Finding a “Functional” Cure for HIV
Jessica Conway has spent her career studying patterns. Initially, she probed the patterns that form in vibrated fluid layers. But she quickly turned her attention and modeling skills to epidemiology and understanding the patterns seen in disease data, such as how the timing of vaccination influences the severity of a flu season. Conway and her group have now developed a model that predicts if and when the HIV virus will rebound if someone stops taking their medication. Speaking in early January at the Dynamic Days conference in Hartford, Connecticut, she said the model could help inform efforts to find a so-called functional cure, where the disease is kept below detectable levels without the need for continued drug intervention.
“Our aims are modest,” Conway says. “We don’t want to go to a clinician and say, ‘do this.’ Rather we want to generate hypotheses and make testable predictions as to what mechanisms might delay or control viral rebound.”
HIV is a disease of the immune system. The disease infects white blood cells, known as CD4 cells, and then uses the machinery of these cells to replicate and spread through the body. Antiretroviral therapies disrupt this cycle by stopping the virus from replicating. But the drugs are not a cure. Typically, when a person living with HIV stops taking their medication, the virus starts to replicate again, and the amount of HIV in the blood (the viral load) jumps back up. There is significant variability in the timing of this rebound, which can take from days to years. In fact, two studies, one in France and the other in the US, identified some HIV sufferers whose viral load never rebounded. Conway wanted to see if she could explain the variability in rebound times.
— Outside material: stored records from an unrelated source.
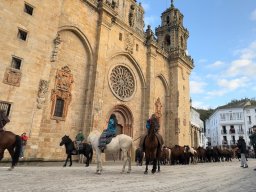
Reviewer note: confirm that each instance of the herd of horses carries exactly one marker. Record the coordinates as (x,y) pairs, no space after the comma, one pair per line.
(188,155)
(152,152)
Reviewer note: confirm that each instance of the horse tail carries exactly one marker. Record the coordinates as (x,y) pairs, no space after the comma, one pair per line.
(17,150)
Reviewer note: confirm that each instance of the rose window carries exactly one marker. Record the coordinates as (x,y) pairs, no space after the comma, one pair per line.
(122,82)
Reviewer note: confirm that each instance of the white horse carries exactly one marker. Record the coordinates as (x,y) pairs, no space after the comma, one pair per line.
(123,142)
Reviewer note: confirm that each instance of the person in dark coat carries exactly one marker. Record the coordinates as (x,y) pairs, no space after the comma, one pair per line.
(3,120)
(253,140)
(242,147)
(110,132)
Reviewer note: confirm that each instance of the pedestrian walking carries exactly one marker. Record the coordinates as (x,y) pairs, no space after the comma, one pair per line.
(253,141)
(242,147)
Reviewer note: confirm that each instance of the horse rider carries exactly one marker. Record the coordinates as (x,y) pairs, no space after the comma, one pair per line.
(155,121)
(3,120)
(79,138)
(109,132)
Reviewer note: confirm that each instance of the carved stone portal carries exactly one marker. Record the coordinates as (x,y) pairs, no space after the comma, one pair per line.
(63,83)
(12,77)
(122,82)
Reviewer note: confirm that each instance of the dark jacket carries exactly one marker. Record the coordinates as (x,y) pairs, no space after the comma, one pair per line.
(253,139)
(3,119)
(241,145)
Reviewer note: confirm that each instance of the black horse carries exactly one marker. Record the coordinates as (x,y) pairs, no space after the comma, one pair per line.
(85,149)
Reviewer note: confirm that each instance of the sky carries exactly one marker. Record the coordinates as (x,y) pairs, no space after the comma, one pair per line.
(222,43)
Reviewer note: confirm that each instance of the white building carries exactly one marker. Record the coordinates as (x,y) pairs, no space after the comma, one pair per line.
(227,123)
(197,130)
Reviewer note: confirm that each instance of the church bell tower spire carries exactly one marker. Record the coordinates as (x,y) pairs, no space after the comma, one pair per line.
(172,35)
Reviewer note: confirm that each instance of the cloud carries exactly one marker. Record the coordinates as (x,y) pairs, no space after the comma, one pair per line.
(231,85)
(253,15)
(145,6)
(197,87)
(246,63)
(151,20)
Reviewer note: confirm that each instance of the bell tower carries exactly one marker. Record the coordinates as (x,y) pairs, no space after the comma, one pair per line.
(171,34)
(172,38)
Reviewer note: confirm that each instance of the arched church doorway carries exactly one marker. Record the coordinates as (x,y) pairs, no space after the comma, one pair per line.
(125,122)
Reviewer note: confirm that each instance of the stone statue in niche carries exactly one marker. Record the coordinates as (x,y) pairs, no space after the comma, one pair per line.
(12,77)
(132,15)
(43,89)
(63,83)
(56,43)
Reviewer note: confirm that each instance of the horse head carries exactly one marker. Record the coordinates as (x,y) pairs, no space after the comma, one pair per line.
(65,140)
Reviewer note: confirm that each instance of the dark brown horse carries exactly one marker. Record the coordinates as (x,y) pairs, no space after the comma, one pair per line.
(12,143)
(152,148)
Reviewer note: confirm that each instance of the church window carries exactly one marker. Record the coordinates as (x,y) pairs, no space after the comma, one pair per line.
(181,42)
(122,82)
(167,19)
(120,36)
(28,9)
(16,63)
(167,40)
(5,106)
(22,34)
(59,106)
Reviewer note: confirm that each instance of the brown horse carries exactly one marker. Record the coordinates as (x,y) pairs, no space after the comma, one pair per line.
(152,148)
(11,142)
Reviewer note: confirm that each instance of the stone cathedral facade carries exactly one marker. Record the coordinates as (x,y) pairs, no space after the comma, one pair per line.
(66,65)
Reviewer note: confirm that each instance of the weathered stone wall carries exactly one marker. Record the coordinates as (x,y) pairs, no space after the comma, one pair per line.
(89,40)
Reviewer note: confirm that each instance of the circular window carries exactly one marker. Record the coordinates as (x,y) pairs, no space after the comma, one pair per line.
(122,82)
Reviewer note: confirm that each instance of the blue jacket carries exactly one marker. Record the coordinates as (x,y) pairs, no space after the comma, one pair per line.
(111,129)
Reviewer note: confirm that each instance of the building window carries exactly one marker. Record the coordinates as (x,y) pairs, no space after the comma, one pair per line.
(16,63)
(59,106)
(167,19)
(120,36)
(168,40)
(28,9)
(5,106)
(232,129)
(22,34)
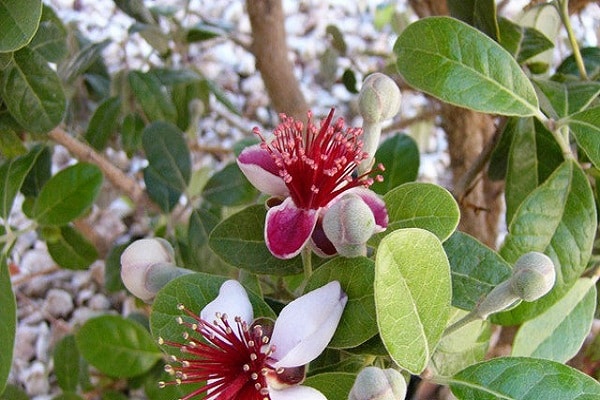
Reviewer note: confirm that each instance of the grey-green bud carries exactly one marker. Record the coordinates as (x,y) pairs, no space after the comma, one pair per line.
(379,98)
(348,224)
(374,383)
(533,276)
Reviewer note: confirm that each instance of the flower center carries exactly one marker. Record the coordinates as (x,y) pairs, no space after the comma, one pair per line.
(317,164)
(231,360)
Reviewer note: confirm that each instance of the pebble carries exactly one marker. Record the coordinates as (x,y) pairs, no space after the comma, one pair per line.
(58,303)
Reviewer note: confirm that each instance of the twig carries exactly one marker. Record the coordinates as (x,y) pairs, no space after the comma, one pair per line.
(83,152)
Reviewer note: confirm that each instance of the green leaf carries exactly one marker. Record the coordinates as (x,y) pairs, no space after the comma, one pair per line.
(412,296)
(558,333)
(534,155)
(334,385)
(194,291)
(559,219)
(117,346)
(103,123)
(480,14)
(476,269)
(33,92)
(67,195)
(520,378)
(50,39)
(153,99)
(461,348)
(450,60)
(585,126)
(20,20)
(71,249)
(561,99)
(399,155)
(12,175)
(169,163)
(522,42)
(356,276)
(8,316)
(239,241)
(229,187)
(422,205)
(66,363)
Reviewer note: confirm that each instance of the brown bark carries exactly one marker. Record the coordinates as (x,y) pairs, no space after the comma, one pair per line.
(272,60)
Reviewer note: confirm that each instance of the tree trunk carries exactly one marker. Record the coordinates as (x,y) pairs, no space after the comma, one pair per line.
(271,52)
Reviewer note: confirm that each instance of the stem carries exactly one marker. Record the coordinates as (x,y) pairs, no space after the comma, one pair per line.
(562,7)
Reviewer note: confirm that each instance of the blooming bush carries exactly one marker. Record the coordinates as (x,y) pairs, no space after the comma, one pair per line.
(312,264)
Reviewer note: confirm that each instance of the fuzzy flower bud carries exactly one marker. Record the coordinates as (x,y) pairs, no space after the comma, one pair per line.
(379,100)
(374,383)
(147,265)
(533,276)
(348,224)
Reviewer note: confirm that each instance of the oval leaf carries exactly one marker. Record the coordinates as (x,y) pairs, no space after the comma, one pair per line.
(117,346)
(407,208)
(239,241)
(33,92)
(520,378)
(67,195)
(476,269)
(558,333)
(412,296)
(356,276)
(455,62)
(20,20)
Conway’s model predicts an individual’s viral state at future times, given certain initial medical indicators. Her approach is based on a standard model of viral dynamics, which captures the infection and spreading of the virus via CD4 cells through a series of coupled differential equations. But Conway’s version has two important modifications. First, she added in the effects of so-called latently infected cells. These are infected cells that may lie dormant for days, months, or years and then suddenly wake up and start spreading the disease. If a person with HIV stops taking their drugs, these latently infected cells can cause the infection to rebound. She also included the impact of “killing” cells, which destroy infected cells and are meant to mimic the natural immune response. She then ran the model, varying parameters such as the efficacy of the killing cells and the number, or “reservoir size,” of latent cells in the body.
In 2015, Conway succeeded in predicting three medically observed outcomes from a single rebound model. She found that rebound occurs below a certain killing rate, while rebound is avoided when killing rates are high enough and latent reservoirs are sufficiently small. Finally, a certain combination of inputs led to a third state called elite control, where an infected individual keeps the disease at bay without ever needing medication.
More recently, Conway has also captured the variability in observed viral rebound times using a simplified version of the model, which predicts the distribution of rebound times for a group. The essential assumption is that the activation rate of the latent cells—when they wake up and start producing virus—decays exponentially in time. “An exponentially decaying rate does a great job at capturing the short and long delays,” Conway says. “It captures them a lot better than we anticipated.” But Conway notes that this behavior is still under investigation and the results have yet to be vetted by peer review.
Now that Conway has a model that can replicate a diversity of HIV rebound scenarios, she hopes the information could be used by doctors to better plan clinical trials that work toward a functional cure for HIV. For example, her model predicts that if rebound occurs, it should happen within 1 to 4 weeks for 90% of people with HIV. That information could help determine how soon a person should get tested after stopping therapy. The model could also be used to inform treatment strategies that aim to avoid rebound. For example, knowing that a small latent reservoir is key to stopping the virus from rebounding, clinicians might monitor biomarkers associated with an individual’s reservoir to determine how, when, or if the person should be taken off their drugs.
Katherine Wright is a Senior Editor for Physics.